You can read the full column at Loonie Politics, for which you can pick up a discounted subscription by using the promo code ‘Lawton’.

A Nanos poll, commissioned by the Globe and Mail, found Bernier’s as-of-yet-unnamed party enjoys 17 per cent support among Canadians, with 12 per cent unsure.

This is far from majority — or even minority — government territory, but it’s a strong enough showing for him to be a spoiler for the Conservatives, or, if the number increases, a potential official opposition leader.

What Bernier is able to accomplish electorally will depend not only on his support, but also the distribution of it.  He’ll be able to win votes in Quebec that are generally closed off to conservatives.  His support in Alberta will be strong.  In Ontario, where Conservatives sometimes win with razor thin margins, he has the potential to sabotage the Conservative Party of Canada’s path to a majority.
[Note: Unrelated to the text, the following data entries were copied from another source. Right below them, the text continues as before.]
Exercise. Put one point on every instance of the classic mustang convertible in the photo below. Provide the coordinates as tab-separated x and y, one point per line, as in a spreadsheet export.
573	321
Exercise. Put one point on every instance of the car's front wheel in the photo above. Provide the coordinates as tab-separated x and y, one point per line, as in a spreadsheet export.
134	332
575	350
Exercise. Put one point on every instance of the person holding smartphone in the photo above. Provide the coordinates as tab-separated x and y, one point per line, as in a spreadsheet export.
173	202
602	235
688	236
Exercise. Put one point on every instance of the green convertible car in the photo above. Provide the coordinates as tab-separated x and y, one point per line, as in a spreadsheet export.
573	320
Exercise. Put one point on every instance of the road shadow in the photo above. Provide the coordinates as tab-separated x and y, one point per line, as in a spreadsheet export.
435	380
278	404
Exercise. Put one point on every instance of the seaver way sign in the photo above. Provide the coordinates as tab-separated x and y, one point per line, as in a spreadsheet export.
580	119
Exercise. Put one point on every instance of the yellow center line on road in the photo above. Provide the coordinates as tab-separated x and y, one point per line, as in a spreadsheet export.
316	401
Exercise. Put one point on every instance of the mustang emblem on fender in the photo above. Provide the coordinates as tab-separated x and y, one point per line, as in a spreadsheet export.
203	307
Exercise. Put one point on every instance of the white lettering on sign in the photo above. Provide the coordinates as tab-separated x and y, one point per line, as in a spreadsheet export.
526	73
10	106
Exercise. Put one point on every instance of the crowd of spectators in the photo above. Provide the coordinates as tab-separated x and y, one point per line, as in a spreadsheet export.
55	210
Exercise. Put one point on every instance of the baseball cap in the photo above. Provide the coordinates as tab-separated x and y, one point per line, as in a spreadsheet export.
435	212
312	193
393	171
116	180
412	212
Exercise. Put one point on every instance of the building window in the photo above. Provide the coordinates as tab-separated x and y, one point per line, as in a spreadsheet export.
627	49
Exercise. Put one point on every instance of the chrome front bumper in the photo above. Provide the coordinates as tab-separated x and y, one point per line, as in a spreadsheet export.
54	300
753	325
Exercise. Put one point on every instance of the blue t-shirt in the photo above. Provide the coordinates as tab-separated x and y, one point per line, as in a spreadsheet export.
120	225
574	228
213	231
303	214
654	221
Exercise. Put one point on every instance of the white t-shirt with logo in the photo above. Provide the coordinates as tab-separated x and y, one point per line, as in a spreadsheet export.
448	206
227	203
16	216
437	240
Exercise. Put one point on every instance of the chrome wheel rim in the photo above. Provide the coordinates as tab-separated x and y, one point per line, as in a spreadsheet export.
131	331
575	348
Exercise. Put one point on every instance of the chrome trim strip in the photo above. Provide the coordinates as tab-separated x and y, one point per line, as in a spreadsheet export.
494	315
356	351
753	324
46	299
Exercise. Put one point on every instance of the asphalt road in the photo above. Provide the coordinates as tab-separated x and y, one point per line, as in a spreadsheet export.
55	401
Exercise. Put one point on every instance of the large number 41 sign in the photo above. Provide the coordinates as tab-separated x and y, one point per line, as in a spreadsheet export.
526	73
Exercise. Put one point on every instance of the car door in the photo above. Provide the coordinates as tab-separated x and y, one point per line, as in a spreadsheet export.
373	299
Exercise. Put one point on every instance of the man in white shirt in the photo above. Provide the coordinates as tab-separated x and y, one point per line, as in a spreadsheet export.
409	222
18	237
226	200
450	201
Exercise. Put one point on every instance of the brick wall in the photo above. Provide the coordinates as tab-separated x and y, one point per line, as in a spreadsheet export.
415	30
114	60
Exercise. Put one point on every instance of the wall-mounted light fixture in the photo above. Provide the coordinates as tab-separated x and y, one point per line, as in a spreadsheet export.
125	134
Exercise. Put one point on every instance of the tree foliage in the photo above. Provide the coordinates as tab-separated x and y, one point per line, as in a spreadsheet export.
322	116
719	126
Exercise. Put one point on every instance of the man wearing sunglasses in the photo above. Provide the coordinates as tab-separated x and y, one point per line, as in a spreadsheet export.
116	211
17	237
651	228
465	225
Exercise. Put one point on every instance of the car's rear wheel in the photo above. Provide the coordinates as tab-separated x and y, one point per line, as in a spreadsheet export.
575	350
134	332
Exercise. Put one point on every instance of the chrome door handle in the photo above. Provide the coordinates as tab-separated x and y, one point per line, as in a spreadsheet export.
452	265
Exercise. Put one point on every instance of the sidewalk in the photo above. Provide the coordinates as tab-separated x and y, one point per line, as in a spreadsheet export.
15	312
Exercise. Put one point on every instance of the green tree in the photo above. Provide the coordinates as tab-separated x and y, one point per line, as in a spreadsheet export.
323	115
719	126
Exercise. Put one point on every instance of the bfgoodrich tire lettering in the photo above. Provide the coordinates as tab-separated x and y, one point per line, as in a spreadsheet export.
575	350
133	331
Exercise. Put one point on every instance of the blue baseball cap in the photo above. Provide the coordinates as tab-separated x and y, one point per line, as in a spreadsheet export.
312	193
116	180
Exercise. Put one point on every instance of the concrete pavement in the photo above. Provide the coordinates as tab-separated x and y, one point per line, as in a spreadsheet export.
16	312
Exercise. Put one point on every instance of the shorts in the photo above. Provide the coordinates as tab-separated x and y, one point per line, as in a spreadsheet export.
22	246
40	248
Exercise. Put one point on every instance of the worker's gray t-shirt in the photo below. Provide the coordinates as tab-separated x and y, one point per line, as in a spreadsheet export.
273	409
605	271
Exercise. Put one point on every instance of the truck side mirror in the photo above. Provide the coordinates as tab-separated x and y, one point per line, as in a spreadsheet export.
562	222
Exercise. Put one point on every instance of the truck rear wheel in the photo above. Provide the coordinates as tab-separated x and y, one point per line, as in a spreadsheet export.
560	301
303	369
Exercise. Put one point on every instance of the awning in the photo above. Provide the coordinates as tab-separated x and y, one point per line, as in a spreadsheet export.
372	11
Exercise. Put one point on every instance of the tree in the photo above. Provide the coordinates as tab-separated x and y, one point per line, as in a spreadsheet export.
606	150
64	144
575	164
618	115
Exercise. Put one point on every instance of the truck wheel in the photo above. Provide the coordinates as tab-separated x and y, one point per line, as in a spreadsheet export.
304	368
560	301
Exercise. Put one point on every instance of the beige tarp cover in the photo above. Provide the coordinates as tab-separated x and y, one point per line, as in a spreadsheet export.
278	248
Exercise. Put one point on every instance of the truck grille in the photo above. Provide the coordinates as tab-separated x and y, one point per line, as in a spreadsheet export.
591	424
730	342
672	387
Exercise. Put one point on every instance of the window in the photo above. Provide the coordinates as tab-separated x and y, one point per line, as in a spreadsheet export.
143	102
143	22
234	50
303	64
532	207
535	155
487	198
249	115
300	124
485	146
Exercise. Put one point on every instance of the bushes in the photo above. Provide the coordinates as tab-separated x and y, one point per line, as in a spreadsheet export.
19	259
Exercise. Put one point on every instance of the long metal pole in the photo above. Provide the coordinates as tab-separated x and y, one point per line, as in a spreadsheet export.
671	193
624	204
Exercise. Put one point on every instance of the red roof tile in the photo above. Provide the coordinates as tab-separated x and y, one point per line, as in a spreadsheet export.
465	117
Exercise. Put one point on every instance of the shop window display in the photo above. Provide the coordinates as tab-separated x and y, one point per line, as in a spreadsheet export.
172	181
Anyone telling a pollster this far out from an election that they’ll vote for Maxime Bernier’s party irrespective of its name, platform, candidates and debate performance is either a diehard supporter or someone merely flirting with an exciting, new anti-establishment party.

A fuller picture of what the party is all about will help cement new supporters, but it may also lose support from the fair-weather types who so readily boarded the Bernier bus.

This is all to say that no one should count him out.  Not Andrew Scheer, not the media, and not the Liberals.

This isn’t a prediction, but a warning.  Ignoring or downplaying grassroots movements is an easy way to look like a fool.